The bond has an early redemption feature.

The bond will not be called.

Consider the case of Badger Corp.:

Badger Corp. has 9% annual coupon bonds that are callable and have 18 years left until maturity. The bonds have a par value of $1,000, and their current market price is $1,040.35. However, Badger Corp. may call the bonds in eight years at a call price of $1,060. What are the YTM and the yield to call (YTC) on Badger Corp.’s bonds?

	Value
YTM
YTC

If interest rates are expected to remain constant, what is the best estimate of the remaining life left for Badger Corp.’s bonds?

5 years

18 years

10 years

8 years

If Badger Corp. issued new bonds today, what coupon rate must the bonds have to be issued at par?

Answer 1

We have following formula for calculation of bond’s yield to maturity (YTM) for the case when it is not called (normal bond price calculation)

Bond price P0 = C* [1- 1/ (1+YTM) ^n] /i + M / (1+YTM) ^n

Where,

P0 = the current market price of bond = $1,040.35

C = coupon payment = 9% of $1000 = $90

n = number of payments (time remaining to maturity) = 18 years

YTM = interest rate, or yield to maturity =?

M = value at maturity, or par value = $ 1000

Now we have,

$ 1,040.35 = $90 * [1 – 1 / (1+YTM) ^18] /i + 1000 / (1+YTM) ^18

By trial and error method we can calculate the value of YTM = 8.55% per year

[Or you can use excel function for YTM calculation in following manner

“= Rate(N,PMT,PV,FV)”

“Rate(18,-90,1040.35,-1000)” = 8.55%]

The formula to calculate the bond's yield-to-call (YTC) is as follows

P = the current market price of bond = $1,040.35

C = coupon payment = 9% of $1000 = $90

CP = the call price = $1,060 (assumed it as the maturity value if the bond is callable)

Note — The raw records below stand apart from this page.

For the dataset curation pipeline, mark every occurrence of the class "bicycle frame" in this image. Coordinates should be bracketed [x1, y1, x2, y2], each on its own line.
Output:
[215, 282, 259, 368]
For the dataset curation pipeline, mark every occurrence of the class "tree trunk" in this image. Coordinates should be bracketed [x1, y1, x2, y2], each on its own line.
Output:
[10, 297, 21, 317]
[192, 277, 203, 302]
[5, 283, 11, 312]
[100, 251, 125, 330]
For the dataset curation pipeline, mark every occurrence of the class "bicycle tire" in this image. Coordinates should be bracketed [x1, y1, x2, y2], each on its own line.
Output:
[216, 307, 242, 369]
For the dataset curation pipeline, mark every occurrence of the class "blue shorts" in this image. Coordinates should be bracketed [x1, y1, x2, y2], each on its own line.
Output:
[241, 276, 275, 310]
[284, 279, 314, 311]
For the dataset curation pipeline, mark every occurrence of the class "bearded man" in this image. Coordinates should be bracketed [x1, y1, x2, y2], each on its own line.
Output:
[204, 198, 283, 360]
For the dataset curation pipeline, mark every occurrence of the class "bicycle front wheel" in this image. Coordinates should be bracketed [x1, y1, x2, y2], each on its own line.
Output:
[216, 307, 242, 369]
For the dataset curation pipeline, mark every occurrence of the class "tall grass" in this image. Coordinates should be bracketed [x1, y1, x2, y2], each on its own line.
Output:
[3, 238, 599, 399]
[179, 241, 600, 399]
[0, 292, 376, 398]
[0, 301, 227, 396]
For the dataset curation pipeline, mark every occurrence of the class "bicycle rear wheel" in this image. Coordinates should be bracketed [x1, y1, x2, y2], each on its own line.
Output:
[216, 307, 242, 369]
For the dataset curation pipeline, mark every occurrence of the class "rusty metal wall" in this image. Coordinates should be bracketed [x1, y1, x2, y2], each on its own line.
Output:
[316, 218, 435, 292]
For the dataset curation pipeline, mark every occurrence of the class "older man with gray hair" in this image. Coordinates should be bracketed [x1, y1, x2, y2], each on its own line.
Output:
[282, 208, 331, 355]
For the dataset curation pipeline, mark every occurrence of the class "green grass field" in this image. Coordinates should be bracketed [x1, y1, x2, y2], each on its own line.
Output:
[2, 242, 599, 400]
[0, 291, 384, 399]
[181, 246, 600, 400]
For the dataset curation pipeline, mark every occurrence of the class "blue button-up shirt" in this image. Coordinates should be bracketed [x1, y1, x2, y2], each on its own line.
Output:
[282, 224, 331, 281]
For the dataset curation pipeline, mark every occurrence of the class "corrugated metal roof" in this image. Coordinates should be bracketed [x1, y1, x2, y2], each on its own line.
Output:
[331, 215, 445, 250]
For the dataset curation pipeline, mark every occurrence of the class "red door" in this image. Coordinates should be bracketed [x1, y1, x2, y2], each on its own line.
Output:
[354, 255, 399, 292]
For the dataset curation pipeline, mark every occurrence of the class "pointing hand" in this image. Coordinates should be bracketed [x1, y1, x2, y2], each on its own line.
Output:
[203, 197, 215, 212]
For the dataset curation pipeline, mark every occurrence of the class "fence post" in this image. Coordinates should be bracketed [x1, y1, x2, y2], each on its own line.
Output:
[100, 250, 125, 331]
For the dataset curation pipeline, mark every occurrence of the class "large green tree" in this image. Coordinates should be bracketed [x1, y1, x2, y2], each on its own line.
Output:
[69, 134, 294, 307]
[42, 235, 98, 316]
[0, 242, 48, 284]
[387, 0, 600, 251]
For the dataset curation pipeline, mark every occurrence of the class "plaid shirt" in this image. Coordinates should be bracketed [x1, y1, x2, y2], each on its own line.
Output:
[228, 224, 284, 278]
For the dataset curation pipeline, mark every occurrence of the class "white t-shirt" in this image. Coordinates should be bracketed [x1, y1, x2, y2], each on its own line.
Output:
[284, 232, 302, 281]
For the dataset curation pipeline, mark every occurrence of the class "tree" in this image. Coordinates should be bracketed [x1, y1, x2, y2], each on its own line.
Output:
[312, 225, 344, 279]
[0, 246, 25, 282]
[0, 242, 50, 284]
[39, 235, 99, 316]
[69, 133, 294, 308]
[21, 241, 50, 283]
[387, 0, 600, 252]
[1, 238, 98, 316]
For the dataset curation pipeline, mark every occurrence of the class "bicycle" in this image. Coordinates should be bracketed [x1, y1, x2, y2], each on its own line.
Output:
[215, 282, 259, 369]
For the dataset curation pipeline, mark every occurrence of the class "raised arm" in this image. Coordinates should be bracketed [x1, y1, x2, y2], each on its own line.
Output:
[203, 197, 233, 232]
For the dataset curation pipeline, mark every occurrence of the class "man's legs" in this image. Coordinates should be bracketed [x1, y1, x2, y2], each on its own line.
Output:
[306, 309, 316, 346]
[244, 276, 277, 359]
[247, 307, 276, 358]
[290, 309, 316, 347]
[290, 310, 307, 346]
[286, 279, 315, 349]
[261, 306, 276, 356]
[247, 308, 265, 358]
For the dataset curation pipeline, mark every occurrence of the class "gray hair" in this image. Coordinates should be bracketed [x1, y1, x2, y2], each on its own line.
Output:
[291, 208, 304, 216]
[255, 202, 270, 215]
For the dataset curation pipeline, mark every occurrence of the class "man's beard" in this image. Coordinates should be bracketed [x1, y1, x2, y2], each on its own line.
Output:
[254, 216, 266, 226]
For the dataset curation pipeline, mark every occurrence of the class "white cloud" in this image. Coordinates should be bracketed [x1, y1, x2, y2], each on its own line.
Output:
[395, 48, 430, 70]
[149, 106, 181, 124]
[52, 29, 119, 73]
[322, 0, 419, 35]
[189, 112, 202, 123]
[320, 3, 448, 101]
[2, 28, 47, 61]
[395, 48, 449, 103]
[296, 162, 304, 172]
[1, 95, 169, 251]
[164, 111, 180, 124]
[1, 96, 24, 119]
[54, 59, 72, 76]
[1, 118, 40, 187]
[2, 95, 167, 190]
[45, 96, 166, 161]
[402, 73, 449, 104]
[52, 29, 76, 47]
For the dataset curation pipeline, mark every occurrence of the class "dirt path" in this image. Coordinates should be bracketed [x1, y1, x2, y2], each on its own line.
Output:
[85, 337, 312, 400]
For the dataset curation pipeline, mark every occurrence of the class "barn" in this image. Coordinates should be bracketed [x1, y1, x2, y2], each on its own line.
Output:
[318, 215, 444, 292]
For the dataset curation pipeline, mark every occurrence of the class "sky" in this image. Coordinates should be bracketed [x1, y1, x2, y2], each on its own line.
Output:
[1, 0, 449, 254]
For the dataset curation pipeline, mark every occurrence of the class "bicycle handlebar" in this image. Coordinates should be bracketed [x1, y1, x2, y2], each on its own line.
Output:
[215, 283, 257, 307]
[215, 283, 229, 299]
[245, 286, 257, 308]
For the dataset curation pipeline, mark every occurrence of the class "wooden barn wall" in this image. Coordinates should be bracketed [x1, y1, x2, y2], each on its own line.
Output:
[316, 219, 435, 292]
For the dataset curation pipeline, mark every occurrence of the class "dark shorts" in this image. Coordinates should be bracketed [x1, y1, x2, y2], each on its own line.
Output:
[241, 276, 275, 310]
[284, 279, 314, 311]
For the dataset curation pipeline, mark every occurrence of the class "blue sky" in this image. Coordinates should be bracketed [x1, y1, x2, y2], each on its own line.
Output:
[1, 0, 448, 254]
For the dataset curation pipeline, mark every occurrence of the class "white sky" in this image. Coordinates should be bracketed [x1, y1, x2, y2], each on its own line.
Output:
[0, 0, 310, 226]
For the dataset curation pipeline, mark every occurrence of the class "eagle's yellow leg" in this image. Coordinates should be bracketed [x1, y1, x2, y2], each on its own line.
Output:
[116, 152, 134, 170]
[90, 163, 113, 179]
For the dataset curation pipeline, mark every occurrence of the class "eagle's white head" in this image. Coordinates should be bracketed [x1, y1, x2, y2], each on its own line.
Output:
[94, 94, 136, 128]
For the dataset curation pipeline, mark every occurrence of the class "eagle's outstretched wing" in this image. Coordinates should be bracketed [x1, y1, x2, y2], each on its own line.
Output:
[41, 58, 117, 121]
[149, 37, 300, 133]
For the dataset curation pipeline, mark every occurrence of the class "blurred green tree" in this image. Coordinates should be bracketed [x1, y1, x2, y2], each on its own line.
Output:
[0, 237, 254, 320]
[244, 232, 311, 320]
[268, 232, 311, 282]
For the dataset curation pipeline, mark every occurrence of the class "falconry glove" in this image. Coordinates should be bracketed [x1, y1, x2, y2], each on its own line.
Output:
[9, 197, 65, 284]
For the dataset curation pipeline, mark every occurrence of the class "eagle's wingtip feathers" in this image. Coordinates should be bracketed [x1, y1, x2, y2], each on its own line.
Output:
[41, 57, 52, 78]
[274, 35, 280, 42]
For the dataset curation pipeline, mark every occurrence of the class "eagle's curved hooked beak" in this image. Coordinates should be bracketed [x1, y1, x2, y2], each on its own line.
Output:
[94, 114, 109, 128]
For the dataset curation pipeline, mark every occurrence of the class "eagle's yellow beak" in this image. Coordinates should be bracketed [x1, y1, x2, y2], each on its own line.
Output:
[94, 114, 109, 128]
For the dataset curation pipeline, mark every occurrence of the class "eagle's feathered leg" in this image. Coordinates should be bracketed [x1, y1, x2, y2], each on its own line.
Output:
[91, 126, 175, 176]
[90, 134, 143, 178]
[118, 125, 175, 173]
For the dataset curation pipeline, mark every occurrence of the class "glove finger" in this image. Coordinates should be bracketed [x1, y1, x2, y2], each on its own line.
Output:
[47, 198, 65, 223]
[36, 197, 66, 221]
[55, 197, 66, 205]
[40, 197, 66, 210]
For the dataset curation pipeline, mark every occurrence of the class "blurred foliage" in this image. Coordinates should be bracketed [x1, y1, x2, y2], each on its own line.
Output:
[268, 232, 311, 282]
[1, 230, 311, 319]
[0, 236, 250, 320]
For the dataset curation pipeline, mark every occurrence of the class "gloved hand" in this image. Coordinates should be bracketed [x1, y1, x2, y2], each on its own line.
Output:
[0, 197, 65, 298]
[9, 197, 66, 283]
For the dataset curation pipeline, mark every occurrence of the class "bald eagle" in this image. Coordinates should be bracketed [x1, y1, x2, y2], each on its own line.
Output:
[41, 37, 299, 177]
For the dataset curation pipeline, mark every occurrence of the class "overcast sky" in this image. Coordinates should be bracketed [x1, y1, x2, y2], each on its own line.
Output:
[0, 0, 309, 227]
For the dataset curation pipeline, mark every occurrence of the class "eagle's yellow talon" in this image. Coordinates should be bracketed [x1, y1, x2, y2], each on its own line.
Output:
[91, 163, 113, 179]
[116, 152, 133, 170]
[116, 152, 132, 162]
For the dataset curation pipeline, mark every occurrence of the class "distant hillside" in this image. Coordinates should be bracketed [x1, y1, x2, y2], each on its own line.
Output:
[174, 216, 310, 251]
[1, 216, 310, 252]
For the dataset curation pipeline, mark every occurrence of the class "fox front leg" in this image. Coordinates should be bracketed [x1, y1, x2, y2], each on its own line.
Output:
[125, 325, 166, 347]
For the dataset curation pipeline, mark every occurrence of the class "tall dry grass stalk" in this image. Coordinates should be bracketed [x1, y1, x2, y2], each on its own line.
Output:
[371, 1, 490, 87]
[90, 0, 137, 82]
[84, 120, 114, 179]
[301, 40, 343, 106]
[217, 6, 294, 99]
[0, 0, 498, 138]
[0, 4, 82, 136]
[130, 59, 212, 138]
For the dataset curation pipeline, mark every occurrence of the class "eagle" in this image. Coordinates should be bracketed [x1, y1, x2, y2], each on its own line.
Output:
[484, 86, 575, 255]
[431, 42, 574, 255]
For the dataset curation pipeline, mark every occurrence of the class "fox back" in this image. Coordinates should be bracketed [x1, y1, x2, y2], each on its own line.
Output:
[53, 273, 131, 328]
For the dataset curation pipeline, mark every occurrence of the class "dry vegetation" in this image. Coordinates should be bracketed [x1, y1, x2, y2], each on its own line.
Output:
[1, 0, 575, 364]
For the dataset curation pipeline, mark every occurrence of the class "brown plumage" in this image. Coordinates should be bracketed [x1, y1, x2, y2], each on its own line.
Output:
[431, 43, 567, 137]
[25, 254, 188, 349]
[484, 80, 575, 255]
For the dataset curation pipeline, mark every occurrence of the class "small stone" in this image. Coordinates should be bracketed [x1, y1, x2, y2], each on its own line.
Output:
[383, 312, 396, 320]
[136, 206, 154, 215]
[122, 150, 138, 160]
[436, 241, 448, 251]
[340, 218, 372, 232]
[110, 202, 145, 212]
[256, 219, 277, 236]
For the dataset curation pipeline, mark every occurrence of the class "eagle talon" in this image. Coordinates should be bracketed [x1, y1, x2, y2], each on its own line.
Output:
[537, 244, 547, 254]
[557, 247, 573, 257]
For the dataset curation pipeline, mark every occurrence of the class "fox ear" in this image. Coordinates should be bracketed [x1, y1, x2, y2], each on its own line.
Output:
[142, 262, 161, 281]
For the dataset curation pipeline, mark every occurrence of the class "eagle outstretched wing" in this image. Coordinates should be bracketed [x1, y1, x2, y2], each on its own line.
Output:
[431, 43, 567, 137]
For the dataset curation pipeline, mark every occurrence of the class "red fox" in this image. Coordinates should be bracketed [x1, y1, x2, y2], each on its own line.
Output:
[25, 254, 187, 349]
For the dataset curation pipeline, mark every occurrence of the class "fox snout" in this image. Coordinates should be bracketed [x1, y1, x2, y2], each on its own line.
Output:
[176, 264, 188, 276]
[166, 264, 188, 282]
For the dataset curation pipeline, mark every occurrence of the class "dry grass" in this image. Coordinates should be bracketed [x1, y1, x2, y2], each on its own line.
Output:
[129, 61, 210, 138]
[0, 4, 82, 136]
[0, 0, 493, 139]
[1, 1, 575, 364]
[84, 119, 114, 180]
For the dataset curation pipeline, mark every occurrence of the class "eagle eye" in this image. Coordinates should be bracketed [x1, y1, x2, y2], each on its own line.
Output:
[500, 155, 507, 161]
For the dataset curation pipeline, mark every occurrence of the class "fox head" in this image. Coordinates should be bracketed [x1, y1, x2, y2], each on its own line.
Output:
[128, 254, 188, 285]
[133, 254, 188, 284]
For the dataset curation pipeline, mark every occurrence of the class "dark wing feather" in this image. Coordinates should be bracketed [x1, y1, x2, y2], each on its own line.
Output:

t = the number of years remaining until the call date = 8 years

YTC = the yield to call =?

The complete formula to calculate yield to call is:

P = C * {(1 – 1/ (1 + YTC) ^ t) / (YTC)} + (CP / (1 + YTC) ^t)

$1,040.35 = $90 *{(1- 1/ (1+ YTC) ^8)/ (YTC)} + ($1,060/ (1+YTC) ^8)

With the help of above equation and by trial and error method we can calculate the value of YTC = 8.82% per year

[Or you can use excel function for YTC calculation in following manner

“= Rate(N,PMT,PV,FV)”

“Rate(3,-85,1040.35,-1060)” = 8.82%]

	Value
YTM	8.52%
YTC	8.82%

If interest rates are expected to remain constant, what is the best estimate of the remaining life left for Badger Corp.’s bonds?

The best estimate for the remaining term is 18 years because the company would not call the bonds as YTM is less than the YTC.

If Badger Corp. issued new bonds today, what coupon rate must the bonds have to be issued at par?

The coupon rate to issue a bond at par is YTM which is 8.52%.